Sunlight splashed off Tera’s long purple hair as she traipsed through the garden behind her house. Her white skirt swished from ample hips, tickling the bluebonnets that danced around her as she sought just the right combination of flowers. She only needed a few for the crystal vase resting on her dining room table; with a simple spell, even the limpest wildflowers would blossom into a robust bouquet.
Any good witch knows that the right floral arrangement can brighten even the darkest days.
She’d set her broom to work that morning, tugging at cobwebs that had taken root in the corners at her father’s whim, messy adornments that were as stubborn as he was. Though she tried to fit in with the other women in the neighborhood, somehow Pops always seemed to find a way to taint their new way of living with the worst of the old ways.
Like the time he turned the neighborhood kids into turnips when their baseball landed in the backyard. Or the night he reconfigured an unfamiliar car parked in front of the house, shrinking it into a tiny die-cast toy before he kicked it down the storm drain.

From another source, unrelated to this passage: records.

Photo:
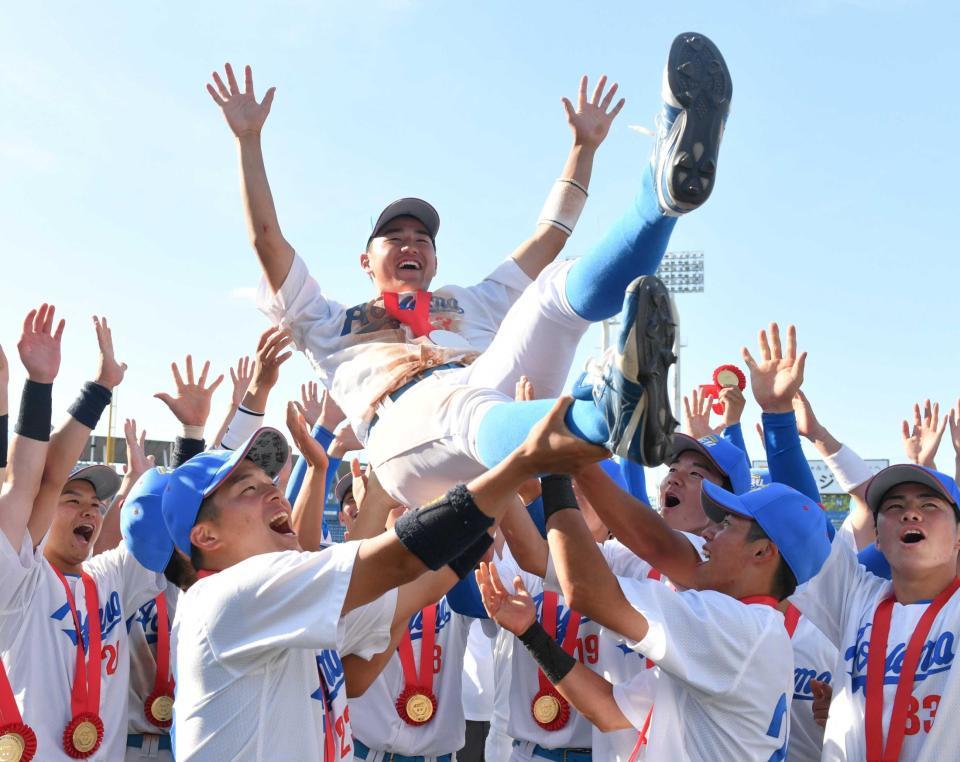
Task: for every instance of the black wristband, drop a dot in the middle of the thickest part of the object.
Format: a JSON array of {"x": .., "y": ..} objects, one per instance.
[
  {"x": 185, "y": 448},
  {"x": 4, "y": 424},
  {"x": 442, "y": 530},
  {"x": 557, "y": 492},
  {"x": 36, "y": 410},
  {"x": 467, "y": 561},
  {"x": 91, "y": 403},
  {"x": 547, "y": 653}
]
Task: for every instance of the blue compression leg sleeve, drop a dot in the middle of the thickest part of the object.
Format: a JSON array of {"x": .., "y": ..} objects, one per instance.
[
  {"x": 633, "y": 247},
  {"x": 505, "y": 426}
]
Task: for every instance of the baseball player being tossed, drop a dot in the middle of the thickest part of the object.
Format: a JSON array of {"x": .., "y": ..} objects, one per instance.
[{"x": 426, "y": 378}]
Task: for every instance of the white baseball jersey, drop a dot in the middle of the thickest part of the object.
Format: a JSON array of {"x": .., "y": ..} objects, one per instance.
[
  {"x": 375, "y": 718},
  {"x": 142, "y": 635},
  {"x": 524, "y": 682},
  {"x": 360, "y": 353},
  {"x": 814, "y": 658},
  {"x": 725, "y": 676},
  {"x": 841, "y": 601},
  {"x": 246, "y": 641},
  {"x": 38, "y": 640},
  {"x": 477, "y": 692}
]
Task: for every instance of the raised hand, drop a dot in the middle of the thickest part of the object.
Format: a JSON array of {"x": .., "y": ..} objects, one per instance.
[
  {"x": 243, "y": 113},
  {"x": 191, "y": 404},
  {"x": 39, "y": 344},
  {"x": 241, "y": 379},
  {"x": 309, "y": 447},
  {"x": 591, "y": 120},
  {"x": 266, "y": 371},
  {"x": 696, "y": 415},
  {"x": 921, "y": 442},
  {"x": 515, "y": 612},
  {"x": 138, "y": 462},
  {"x": 776, "y": 379},
  {"x": 111, "y": 372}
]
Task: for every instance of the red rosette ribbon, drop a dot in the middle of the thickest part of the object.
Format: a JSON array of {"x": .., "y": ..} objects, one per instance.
[
  {"x": 416, "y": 705},
  {"x": 83, "y": 735},
  {"x": 17, "y": 738},
  {"x": 158, "y": 709},
  {"x": 550, "y": 710}
]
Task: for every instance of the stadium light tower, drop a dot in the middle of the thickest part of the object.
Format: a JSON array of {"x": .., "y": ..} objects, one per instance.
[{"x": 682, "y": 273}]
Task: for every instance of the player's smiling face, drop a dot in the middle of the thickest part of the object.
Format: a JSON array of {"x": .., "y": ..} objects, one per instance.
[
  {"x": 75, "y": 527},
  {"x": 680, "y": 492},
  {"x": 402, "y": 257},
  {"x": 917, "y": 530},
  {"x": 252, "y": 517}
]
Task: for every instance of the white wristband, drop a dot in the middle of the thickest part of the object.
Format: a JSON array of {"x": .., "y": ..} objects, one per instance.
[
  {"x": 848, "y": 468},
  {"x": 192, "y": 432},
  {"x": 564, "y": 204}
]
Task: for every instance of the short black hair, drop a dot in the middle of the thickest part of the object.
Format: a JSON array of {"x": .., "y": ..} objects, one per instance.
[
  {"x": 785, "y": 581},
  {"x": 208, "y": 512}
]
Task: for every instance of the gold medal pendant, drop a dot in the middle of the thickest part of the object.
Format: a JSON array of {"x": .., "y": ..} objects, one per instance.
[{"x": 550, "y": 710}]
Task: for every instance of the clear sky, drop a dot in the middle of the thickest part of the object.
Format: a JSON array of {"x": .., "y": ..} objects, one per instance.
[{"x": 834, "y": 208}]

Just last week, he’d sent a lone storm cloud over the local market when they ran out of his favorite bread, filling the shopping carts with snowball-sized hail.
Tera hoped enough time had passed since Pops’s most recent indiscretions; there was nothing she could do to change what had happened. Or at the very least, she hoped the Disremember spell she’d cast over the neighborhood was strong enough to be permanent. How she wished that when the women wriggled their fingers at her from behind their picket fences or when they smiled their tight-lipped smiles, they saw her as a Starbucks-drinking, yoga pants-wearing suburban mom who wasn’t much different than they were.
Even though she was.
Pops stomped into the parlor as Tera set the table with her finest china, the golden Raven crest in her family for hundreds of years.
“Those clucking hens coming here again?”
“Our neighbors are coming, yes.” Tera sighed. “Community Watch meeting, remember? It’s our turn to host.”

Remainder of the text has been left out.